Let’s convert the amax to the scaling factor and load it to a compatible tripy.Linear module:

 1weight_only_qlinear = tp.Linear(
 2    768,
 3    2304,
 4    quant_dtype=tp.int8,
 5    weight_quant_dim=0,
 6)
 7quantizer = model.transformer.h[0].attn.c_attn.weight_quantizer
 8scale = convert_to_scale(quantizer.export_amax(), quantizer.maxbound)
 9scale = scale.squeeze().contiguous()
10weight_only_qlinear.weight_scale = tp.Parameter(scale)

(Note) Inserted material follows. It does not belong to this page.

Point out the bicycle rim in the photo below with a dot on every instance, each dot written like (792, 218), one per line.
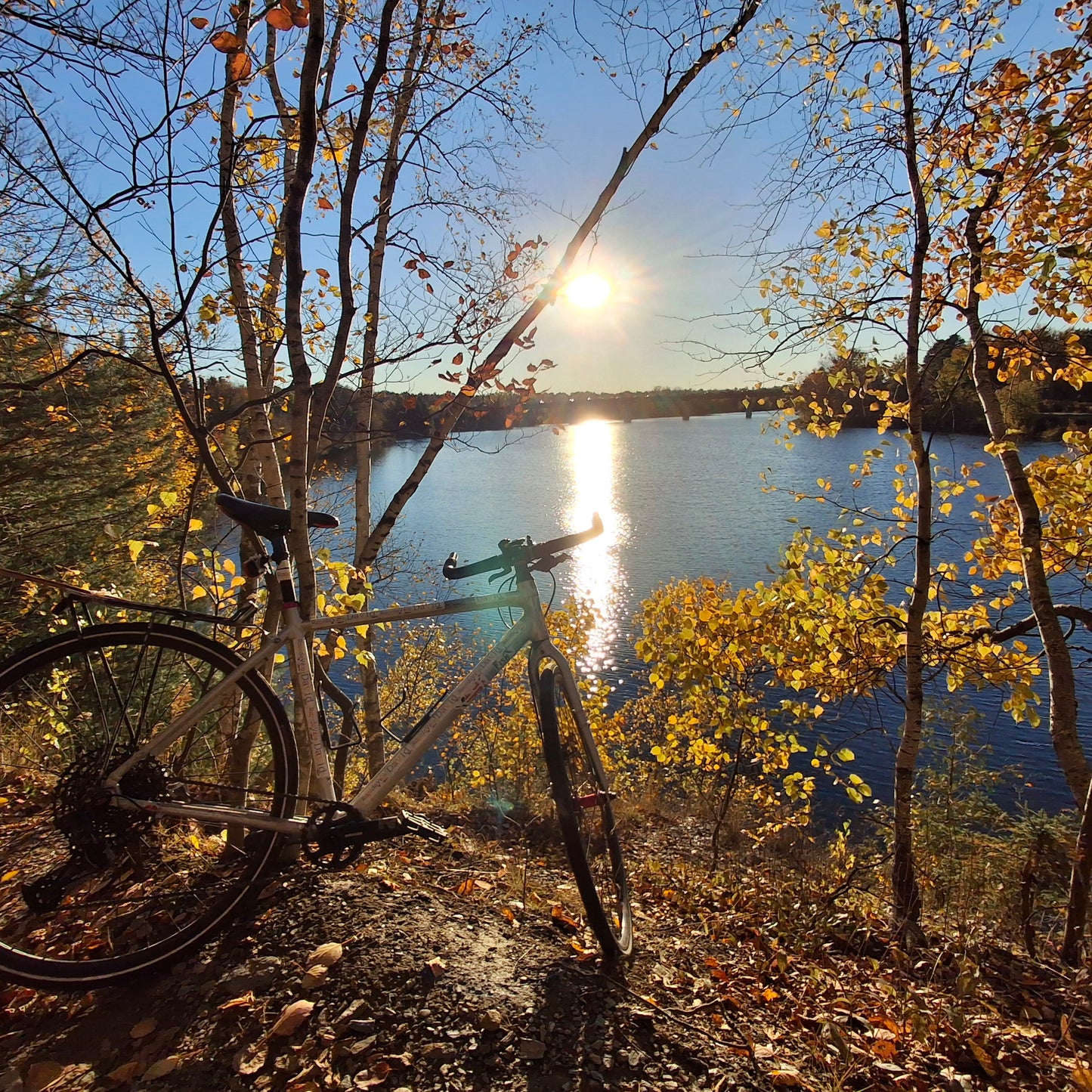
(586, 815)
(91, 893)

>>> weight_only_qlinear.state_dict()
{
    weight: tensor(
        [[0.0000, 1.0000, 2.0000,  ..., 765.0000, 766.0000, 767.0000],
         [768.0000, 769.0000, 770.0000,  ..., 1533.0000, 1534.0000, 1535.0000],
         [1536.0000, 1537.0000, 1538.0000,  ..., 2301.0000, 2302.0000, 2303.0000],
         ...,
         [1767168.0000, 1767169.0000, 1767170.0000,  ..., 1767933.0000, 1767934.0000, 1767935.0000],
         [1767936.0000, 1767937.0000, 1767938.0000,  ..., 1768701.0000, 1768702.0000, 1768703.0000],
         [1768704.0000, 1768705.0000, 1768706.0000,  ..., 1769469.0000, 1769470.0000, 1769471.0000]],
        dtype=float32, loc=gpu:0, shape=(2304, 768)),
    bias: tensor([0.0000, 1.0000, 2.0000,  ..., 2301.0000, 2302.0000, 2303.0000], dtype=float32, loc=gpu:0, shape=(2304,)),
    weight_scale: tensor([0.0073, 0.0070, 0.0067,  ..., 0.0026, 0.0016, 0.0021], dtype=float32, loc=gpu:0, shape=(2304,)),
    input_scale: tensor(0.0, dtype=float32, loc=gpu:0, shape=()),
}

For an example of how to load weights from a quantized model, refer to load_quant_weights_from_hf from the nanoGPT example.